Simple Hard Drive Data Recovery

Background

After a recent brush with hard drive failure, I wanted to put together a HOWTO on how to mirror a hard drive, ignoring errors under Linux. It is critical to ensure that these commands are issued correctly, and that the right drive and device names are used. dd offers no prompting and confirmation - use with caution!

Hard disk data recovery in the case of broken sectors is usually not too complicated.

Mirroring

Firstly, we need to determine the optimal I/O size to maximize our read and write speed:

fdisk -l /dev/sda|grep "I/O size"

In my case, the result shows 512 bytes. Next, assuming that our failed drive is /dev/sdb and our new drive is /dev/sdc we'll start the mirror as follows:

dd if=/dev/sdb of=/dev/sdc conv=sync,noerror bs=512

The noerror flag is passed to instruct dd not to quit on read errors

Progress Check

dd will print out a status check on receiving the USR1 signal. In a separate terminal, issue:

kill -USR1 $(pidof dd)

Resuming

Often, after a run of bad sectors, dd's transfer speed will drop and remain throttled.

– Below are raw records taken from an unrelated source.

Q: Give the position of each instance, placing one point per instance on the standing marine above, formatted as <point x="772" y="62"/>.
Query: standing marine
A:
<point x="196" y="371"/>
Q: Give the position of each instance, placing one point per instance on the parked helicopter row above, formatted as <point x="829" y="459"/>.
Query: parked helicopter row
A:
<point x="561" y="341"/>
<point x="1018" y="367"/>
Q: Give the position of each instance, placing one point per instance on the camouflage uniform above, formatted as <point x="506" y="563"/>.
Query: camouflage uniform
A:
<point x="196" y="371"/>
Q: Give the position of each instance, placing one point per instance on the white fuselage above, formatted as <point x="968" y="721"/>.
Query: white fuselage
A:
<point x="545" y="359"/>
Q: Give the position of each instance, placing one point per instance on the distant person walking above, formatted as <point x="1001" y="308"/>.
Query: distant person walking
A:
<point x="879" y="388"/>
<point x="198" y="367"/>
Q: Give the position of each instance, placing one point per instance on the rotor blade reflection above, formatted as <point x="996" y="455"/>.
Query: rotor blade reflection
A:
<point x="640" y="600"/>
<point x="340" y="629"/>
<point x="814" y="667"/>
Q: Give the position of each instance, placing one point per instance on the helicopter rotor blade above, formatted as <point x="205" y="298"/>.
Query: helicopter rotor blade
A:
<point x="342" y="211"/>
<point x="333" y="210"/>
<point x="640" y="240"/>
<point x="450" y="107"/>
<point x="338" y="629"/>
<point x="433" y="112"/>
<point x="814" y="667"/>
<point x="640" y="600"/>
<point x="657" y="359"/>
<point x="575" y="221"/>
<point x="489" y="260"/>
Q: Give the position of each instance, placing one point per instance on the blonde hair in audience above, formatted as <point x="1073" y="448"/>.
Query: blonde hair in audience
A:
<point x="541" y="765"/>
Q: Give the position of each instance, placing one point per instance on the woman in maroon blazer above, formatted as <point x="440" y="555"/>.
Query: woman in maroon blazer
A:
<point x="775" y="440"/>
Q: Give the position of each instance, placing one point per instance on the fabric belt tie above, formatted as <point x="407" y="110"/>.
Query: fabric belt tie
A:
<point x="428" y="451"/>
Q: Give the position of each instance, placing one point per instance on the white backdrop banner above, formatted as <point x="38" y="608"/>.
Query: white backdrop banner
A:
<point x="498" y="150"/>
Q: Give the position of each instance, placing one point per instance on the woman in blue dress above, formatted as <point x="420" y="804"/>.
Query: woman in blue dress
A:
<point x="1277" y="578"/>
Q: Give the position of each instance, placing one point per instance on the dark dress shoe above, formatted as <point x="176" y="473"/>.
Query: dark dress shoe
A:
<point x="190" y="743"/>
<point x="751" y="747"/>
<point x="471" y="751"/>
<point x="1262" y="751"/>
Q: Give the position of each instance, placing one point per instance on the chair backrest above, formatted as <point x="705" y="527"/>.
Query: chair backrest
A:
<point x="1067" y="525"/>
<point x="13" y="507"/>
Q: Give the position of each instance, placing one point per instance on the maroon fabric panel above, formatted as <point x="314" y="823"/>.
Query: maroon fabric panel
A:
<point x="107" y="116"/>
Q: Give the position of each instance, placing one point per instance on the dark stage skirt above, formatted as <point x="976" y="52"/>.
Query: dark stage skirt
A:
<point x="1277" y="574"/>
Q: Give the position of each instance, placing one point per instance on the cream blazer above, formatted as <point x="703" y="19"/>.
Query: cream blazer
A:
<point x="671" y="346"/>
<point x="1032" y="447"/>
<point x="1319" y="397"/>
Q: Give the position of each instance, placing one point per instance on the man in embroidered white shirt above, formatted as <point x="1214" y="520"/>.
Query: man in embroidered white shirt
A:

To mitigate this, first stop the transfer with Ctrl-C allowing dd to print out it's current progress:

6002656+0 records in
6002656+0 records out
3073359872 bytes (3.1 GB) copied

Now ensure all data is flushed:

sync

Once done, remove and reattach the drive, before continuing from where dd last left off:

dd if=/dev/sdb of=/dev/sdc bs=512 conv=sync,noerror seek=6002656 skip=6002656

Once complete, you'll want to scan the filesystem(s) of the new drive to detect and repair any file system errors and corruption.